Packing bitfields even more tightly


I have a problem with bitfields in derived classes.

With the g++ compiler, you can assign __attribute__((packed)) to a class and it will pack bitfields. So

class A
{
  public:
    int one:10;
    int two:10;
    int three:10;
} __attribute__ ((__packed__));

takes up only 4 bytes. So far, so good.
However, if you inherit a class, like this

class B
{
  public:
    int one:10;
    int two:10;
} __attribute__ ((__packed__));

class C : public B
{
  public:
    int three:10;
} __attribute__ ((__packed__));

I would expect class C, which has the same content as class A above, to have the same layout as well, i.e. take up 4 bytes. However, C turns out to occupy 5 bytes.
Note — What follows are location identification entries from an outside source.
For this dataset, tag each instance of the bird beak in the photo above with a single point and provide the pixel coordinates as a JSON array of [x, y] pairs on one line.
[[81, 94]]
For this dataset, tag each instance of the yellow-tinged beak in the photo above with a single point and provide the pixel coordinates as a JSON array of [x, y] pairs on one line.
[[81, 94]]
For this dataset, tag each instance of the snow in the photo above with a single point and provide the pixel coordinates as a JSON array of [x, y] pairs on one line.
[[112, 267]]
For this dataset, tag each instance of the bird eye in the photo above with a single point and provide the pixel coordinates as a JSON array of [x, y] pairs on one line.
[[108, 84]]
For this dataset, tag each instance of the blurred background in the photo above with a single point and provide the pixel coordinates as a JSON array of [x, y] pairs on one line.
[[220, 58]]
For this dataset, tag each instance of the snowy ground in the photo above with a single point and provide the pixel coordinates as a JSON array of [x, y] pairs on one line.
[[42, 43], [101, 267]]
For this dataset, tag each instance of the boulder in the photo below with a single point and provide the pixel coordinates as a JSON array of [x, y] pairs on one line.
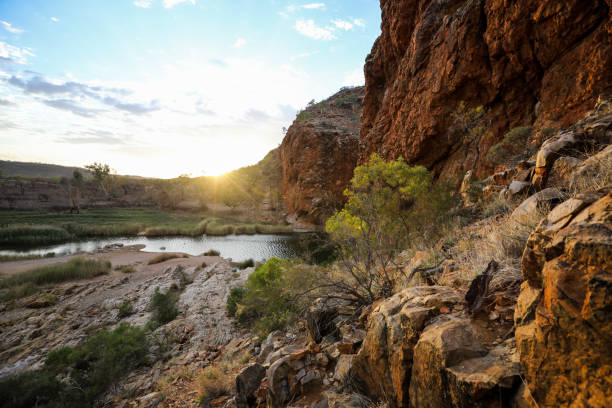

So my question is, am I doing something wrong, and if so, what? Or is this a problem with the compiler? An oversight, a real bug?

I tried googling, but haven't really come up with anything, apart from a difference between Linux and Windows (where the compiler tries to emulate MSVC), which I'm not interested in. This is just on Linux.


Solution

  • I believe the problem is with B, which cannot easily be 2.5 bytes. It has to be at least 3 bytes.

    Theoretically, the derived class might be allowed to reuse padding from the base class, but I have never seen that happen.